Threads uses address spaces of the process. The difference between a thread and a process is, when the CPU switches from one process to another the current information needs to be saved in Process Descriptor and load the information of a new process. Switching from one thread to another is simple.
A task is simply a set of instructions loaded into the memory. Threads can themselves split themselves into two or more simultaneously running tasks.
for more Understanding refer the link: http://www.careerride.com/os-thread-process-and-task.aspx
Wikipedia sums it up quite nicely:
Threads compared with processes
Threads differ from traditional multitasking operating system processes in that:
processes are typically independent, while threads exist as
subsets of a process
processes carry considerable state information, whereas multiple
threads within a process share state
as well as memory and other resources
processes have separate address spaces, whereas threads share their
address space
processes interact only through system-provided inter-process
communication mechanisms.
Context switching between threads in the same process is
typically faster than context
switching between processes.
Systems like Windows NT and OS/2 are said to have "cheap" threads and "expensive" processes; in other operating systems there is not so great a difference except the cost of address space switch which implies a TLB flush.

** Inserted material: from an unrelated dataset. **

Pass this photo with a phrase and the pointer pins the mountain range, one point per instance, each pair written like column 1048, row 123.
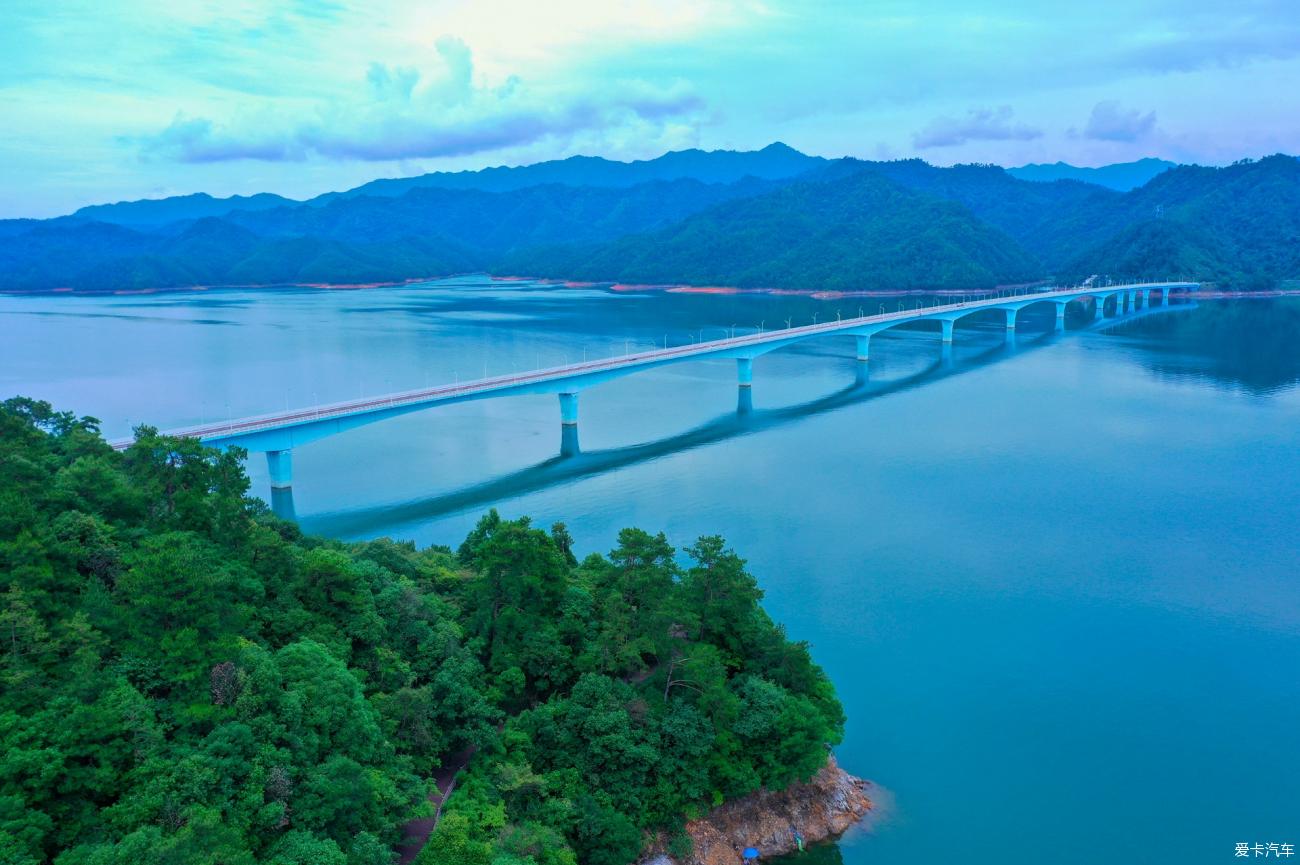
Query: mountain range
column 1121, row 176
column 772, row 217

Task and process are used synonymously.
from wiki clear explanation
1:1 (Kernel-level threading)
Threads created by the user are in 1-1 correspondence with schedulable entities in the kernel.[3] This is the simplest possible threading implementation. Win32 used this approach from the start. On Linux, the usual C library implements this approach (via the NPTL or older LinuxThreads). The same approach is used by Solaris, NetBSD and FreeBSD.

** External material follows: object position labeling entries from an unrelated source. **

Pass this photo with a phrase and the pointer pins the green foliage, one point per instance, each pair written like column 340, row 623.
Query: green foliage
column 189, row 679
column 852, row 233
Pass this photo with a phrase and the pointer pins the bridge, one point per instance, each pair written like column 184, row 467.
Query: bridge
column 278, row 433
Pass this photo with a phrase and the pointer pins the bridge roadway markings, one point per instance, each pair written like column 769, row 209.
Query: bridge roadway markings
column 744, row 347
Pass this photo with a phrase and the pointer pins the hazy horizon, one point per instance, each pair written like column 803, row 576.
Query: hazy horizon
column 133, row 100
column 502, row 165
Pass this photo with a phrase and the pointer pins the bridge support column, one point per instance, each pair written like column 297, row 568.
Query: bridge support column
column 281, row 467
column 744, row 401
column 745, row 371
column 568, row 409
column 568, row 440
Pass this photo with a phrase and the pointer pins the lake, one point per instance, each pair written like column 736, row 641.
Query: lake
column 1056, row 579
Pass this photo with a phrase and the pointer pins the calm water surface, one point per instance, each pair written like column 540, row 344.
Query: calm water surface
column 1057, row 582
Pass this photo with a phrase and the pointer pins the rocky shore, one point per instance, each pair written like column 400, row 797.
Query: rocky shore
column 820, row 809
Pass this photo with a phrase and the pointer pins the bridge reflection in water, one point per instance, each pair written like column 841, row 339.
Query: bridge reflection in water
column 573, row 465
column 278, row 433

N:1 (User-level threading)
An N:1 model implies that all application-level threads map to a single kernel-level scheduled entity;[3] the kernel has no knowledge of the application threads. With this approach, context switching can be done very quickly and, in addition, it can be implemented even on simple kernels which do not support threading. One of the major drawbacks however is that it cannot benefit from the hardware acceleration on multi-threaded processors or multi-processor computers: there is never more than one thread being scheduled at the same time.[3] For example: If one of the threads needs to execute an I/O request, the whole process is blocked and the threading advantage cannot be utilized. The GNU Portable Threads uses User-level threading, as does State Threads.
M:N (Hybrid threading)
M:N maps some M number of application threads onto some N number of kernel entities,[3] or "virtual processors." This is a compromise between kernel-level ("1:1") and user-level ("N:1") threading. In general, "M:N" threading systems are more complex to implement than either kernel or user threads, because changes to both kernel and user-space code are required. In the M:N implementation, the threading library is responsible for scheduling user threads on the available schedulable entities; this makes context switching of threads very fast, as it avoids system calls. However, this increases complexity and the likelihood of priority inversion, as well as suboptimal scheduling without extensive (and expensive) coordination between the userland scheduler and the kernel scheduler.